Changing negative impression toward China: What lesson have Indians learned from their own experiences
Published: Apr 07, 2022 06:49 PM
China India Photo:AFP

China India Photo:AFP

As the Russia-Ukraine conflict looms over the international community, inside India, a growing wave of voices advocating for India to shun the West's influence and even calls for a joining of forces with China and other developing countries, have started brewing.

During a recent visit to India, Chinese State Councilor and Foreign Minister Wang Yi said on March 25 that China and India should "view bilateral relations from a long-term perspective." 
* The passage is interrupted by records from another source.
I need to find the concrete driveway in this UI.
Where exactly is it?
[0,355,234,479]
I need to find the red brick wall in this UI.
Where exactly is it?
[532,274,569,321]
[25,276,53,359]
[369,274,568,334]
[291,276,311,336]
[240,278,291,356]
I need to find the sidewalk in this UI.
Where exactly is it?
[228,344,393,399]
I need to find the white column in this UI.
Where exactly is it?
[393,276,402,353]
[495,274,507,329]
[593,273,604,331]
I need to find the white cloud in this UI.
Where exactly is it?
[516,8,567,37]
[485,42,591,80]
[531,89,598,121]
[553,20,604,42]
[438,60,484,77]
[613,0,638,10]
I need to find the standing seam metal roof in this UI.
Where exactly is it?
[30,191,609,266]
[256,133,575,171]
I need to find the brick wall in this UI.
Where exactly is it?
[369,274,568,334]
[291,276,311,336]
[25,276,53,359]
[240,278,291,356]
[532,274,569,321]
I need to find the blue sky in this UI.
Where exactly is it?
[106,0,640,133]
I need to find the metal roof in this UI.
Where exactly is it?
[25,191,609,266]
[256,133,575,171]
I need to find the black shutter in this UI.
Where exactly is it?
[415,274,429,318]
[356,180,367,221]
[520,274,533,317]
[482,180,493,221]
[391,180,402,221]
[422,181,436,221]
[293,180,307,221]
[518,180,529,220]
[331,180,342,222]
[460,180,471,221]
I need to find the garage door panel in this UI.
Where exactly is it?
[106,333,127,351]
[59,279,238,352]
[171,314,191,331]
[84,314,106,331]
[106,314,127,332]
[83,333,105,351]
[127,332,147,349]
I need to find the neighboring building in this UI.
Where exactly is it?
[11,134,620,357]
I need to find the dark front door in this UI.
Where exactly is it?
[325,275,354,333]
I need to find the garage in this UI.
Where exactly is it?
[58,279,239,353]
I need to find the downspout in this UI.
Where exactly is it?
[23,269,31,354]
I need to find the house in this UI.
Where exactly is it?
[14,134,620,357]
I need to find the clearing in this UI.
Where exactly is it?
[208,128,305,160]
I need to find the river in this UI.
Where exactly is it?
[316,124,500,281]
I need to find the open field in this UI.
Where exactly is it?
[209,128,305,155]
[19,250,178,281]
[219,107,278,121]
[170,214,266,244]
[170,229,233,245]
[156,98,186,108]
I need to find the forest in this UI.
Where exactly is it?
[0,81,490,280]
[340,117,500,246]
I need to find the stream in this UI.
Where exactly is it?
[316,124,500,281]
"Civilization exchanges between China and India date back to more than a thousand years ago, with friendly cooperation always being the norm. The respective efforts made by China and India to realize national rejuvenation will have a far-reaching impact on Asia and the world at large," he noted.

Right before Wang's visit, an article titled "Indians Don't Understand History, Or, How India Can Reclaim Its Civilizational Destiny" started trending in the Chinese social media, especially among South Asian affairs scholars. 

In the article, Ganesh Prasad, an Indian-Australian, wrote that "Indeed, the East now has the opportunity to play the 'divide and rule' game against the West!" "India's switch can be the decisive moment that enables the long-delayed rise of Asia," he said.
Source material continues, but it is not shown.